In addition, evidence of voluntary intoxication may be admissible to negate the specific knowledge or mental state requirement included in a narrow set of crimes nevertheless classified as general intent crimes. (People v. Reyes (1997) 52 Cal.App.4th 975, 983-984; People v. Lopez (1986) 188 Cal.App.3d 592, 598-599.) For example, the crime of resisting arrest requires the perpetrator to know the person they are resisting is an officer, and thus evidence of voluntary intoxication is admissible to show the defendant did not know. (Reyes, at pp. 985-986.) Similarly, the crime of possession of stolen goods requires the perpetrator to know that the goods at issue were stolen, and evidence of voluntary intoxication is admissible to show the defendant did not. (Lopez, at pp. 599-600.)

Moore argues evidence of voluntary intoxication was admissible as a defense to the vandalism charge because the inclusion of the word “maliciously” in the statute makes vandalism a specific intent crime or, in the alternative, requires a specific mental state.
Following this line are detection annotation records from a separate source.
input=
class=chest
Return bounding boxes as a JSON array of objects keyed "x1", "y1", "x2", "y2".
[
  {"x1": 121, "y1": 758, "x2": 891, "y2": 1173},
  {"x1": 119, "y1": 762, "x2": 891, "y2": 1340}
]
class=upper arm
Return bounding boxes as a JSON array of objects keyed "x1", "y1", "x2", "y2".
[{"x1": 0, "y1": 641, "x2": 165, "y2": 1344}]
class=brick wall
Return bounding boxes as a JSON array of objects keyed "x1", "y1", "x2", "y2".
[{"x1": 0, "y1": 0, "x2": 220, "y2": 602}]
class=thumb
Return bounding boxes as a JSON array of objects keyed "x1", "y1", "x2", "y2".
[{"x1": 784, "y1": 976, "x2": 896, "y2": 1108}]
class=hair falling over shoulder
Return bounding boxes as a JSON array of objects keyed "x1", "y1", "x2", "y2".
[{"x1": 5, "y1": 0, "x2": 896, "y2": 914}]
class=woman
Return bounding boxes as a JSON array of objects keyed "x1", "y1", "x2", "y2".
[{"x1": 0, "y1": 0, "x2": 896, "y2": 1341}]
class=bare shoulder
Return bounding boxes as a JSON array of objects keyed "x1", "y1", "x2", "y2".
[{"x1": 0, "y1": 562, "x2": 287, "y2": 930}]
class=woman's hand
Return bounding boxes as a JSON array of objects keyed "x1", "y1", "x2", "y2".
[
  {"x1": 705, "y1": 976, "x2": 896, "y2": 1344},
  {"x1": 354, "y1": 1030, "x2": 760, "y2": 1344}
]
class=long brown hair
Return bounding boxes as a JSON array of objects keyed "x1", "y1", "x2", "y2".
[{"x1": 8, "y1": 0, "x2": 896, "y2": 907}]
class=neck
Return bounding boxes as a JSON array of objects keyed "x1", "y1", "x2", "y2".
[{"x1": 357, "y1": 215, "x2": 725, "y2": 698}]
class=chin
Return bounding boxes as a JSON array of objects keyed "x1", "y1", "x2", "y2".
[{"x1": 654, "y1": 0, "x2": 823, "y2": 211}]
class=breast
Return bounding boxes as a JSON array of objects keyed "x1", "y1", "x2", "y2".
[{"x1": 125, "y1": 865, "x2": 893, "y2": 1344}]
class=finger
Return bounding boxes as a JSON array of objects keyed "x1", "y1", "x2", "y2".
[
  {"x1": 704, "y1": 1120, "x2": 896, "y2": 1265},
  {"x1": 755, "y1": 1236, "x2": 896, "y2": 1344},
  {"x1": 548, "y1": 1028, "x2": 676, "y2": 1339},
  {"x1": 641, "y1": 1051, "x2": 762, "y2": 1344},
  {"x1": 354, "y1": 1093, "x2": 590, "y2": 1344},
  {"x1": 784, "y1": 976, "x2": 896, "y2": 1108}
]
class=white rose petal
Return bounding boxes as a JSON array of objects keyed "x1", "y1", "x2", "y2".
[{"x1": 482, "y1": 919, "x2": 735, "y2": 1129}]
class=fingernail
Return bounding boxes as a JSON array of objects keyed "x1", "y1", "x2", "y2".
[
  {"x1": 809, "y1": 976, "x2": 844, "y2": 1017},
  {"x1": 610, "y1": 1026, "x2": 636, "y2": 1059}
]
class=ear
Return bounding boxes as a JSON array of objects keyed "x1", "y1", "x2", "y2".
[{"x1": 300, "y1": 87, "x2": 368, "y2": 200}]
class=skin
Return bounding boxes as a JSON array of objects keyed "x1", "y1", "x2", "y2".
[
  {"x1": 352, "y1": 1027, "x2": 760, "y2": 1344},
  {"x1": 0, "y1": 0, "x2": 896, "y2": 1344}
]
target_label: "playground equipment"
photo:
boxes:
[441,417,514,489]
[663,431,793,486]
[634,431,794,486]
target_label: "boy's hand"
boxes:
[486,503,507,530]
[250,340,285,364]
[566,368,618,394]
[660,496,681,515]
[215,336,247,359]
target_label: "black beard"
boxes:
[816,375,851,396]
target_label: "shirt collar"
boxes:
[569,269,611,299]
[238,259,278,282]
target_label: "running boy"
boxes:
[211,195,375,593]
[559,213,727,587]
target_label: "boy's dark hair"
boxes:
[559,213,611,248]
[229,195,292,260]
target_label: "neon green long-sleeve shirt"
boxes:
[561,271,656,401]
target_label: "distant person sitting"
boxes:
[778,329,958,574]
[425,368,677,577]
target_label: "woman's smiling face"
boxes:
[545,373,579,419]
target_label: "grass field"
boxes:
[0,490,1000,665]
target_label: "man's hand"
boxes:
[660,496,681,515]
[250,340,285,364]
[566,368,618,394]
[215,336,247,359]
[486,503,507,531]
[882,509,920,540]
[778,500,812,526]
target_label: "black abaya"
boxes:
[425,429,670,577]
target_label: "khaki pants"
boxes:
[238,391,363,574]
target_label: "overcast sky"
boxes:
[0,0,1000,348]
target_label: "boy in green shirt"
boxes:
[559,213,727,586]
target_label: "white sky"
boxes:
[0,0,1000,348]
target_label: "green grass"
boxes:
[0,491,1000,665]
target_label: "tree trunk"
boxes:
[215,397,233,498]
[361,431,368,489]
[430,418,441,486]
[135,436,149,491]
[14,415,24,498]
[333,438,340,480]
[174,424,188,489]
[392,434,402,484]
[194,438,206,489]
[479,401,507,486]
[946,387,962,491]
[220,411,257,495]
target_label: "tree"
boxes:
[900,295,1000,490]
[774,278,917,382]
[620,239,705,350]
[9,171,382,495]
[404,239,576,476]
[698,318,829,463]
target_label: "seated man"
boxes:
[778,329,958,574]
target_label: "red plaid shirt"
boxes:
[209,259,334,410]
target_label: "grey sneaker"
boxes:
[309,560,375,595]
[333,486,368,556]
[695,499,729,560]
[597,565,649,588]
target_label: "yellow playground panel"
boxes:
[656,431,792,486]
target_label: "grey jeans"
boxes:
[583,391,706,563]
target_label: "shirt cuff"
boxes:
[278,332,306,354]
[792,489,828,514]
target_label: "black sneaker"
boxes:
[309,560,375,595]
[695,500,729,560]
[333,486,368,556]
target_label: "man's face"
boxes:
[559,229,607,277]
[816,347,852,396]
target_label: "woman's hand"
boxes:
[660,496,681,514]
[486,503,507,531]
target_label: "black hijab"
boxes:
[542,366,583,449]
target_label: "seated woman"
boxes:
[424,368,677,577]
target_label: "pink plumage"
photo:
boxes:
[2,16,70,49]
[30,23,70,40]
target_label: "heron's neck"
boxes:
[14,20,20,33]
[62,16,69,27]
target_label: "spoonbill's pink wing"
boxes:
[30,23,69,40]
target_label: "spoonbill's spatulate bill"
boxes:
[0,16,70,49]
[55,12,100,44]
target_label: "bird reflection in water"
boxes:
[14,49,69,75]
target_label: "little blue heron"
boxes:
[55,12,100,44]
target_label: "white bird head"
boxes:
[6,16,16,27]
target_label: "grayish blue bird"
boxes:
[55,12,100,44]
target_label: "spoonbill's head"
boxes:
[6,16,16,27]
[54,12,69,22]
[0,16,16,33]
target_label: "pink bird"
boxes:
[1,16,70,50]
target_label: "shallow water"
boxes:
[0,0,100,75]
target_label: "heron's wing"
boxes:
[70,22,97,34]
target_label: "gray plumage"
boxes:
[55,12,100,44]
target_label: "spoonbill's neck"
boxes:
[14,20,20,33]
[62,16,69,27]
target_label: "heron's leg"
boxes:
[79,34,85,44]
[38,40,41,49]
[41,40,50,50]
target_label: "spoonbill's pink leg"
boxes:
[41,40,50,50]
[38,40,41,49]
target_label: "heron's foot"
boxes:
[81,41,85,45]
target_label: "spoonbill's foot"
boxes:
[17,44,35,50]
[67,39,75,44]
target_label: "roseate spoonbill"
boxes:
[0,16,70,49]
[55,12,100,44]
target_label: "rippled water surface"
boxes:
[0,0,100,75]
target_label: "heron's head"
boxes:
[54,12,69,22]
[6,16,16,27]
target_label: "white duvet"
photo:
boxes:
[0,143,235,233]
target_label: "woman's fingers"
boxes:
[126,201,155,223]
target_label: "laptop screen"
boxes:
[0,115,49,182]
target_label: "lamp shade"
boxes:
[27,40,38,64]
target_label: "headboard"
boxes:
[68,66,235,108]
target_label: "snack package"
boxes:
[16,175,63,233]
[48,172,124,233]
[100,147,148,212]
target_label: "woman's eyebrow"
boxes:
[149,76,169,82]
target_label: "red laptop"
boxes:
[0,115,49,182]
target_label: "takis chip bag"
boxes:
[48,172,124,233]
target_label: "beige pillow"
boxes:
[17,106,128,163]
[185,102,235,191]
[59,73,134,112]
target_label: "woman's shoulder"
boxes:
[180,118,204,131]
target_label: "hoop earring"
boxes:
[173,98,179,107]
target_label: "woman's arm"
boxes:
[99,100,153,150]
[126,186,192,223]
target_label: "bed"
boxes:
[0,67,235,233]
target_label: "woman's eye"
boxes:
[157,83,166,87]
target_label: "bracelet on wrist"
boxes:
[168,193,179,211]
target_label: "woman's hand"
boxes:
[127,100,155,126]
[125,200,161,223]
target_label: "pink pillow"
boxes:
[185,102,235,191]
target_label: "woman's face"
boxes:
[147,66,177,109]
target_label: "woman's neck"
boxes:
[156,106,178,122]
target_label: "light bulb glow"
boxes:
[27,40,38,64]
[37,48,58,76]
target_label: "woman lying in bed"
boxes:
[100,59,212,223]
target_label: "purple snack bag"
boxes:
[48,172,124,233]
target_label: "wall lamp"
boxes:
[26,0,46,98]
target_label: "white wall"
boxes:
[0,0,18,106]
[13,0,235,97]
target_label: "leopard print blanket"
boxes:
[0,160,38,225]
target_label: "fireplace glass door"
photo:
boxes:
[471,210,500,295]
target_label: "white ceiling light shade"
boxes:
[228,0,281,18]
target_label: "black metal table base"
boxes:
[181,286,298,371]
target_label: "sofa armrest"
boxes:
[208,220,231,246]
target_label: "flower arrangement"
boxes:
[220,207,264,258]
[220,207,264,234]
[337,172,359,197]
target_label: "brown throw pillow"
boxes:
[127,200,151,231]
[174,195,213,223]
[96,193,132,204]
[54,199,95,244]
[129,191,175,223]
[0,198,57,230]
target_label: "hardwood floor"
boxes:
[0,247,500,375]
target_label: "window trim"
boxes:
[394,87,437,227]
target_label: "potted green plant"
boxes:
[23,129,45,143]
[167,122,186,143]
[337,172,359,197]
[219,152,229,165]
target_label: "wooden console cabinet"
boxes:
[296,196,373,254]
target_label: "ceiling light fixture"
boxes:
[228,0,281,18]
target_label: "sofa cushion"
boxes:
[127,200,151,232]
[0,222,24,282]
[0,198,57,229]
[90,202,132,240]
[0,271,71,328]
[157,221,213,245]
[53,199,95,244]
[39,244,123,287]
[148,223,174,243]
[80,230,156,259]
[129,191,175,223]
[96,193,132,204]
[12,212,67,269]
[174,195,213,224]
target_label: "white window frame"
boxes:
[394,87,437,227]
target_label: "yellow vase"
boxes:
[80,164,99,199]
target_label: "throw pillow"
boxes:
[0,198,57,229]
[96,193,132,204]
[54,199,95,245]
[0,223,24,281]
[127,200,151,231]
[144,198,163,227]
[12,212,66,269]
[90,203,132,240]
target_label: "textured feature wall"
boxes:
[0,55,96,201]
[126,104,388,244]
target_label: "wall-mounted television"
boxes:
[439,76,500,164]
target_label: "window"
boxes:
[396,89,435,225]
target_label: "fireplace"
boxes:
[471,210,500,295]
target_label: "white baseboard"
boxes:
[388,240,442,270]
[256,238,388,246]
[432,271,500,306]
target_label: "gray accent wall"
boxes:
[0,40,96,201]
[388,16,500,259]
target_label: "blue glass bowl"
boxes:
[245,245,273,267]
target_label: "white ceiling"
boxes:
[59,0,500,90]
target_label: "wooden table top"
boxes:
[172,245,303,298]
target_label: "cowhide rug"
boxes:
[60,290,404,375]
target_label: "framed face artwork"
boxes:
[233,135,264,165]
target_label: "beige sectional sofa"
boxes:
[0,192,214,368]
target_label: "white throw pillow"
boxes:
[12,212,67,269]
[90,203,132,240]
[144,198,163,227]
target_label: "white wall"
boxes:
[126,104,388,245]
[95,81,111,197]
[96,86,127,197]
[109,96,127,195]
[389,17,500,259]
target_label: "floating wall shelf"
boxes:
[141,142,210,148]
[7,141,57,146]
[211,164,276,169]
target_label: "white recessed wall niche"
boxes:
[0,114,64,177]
We analyze both assertions together, and begin with the statute itself.

Section 594, subdivision (a) defines the crime of vandalism as follows:

“(a) Every person who maliciously commits any of the following acts with respect to any real or personal property not his or her own, in cases other than those specified by state law, is guilty of vandalism:

(1) Defaces with graffiti or other inscribed material.

(2) Damages.

(3) Destroys.”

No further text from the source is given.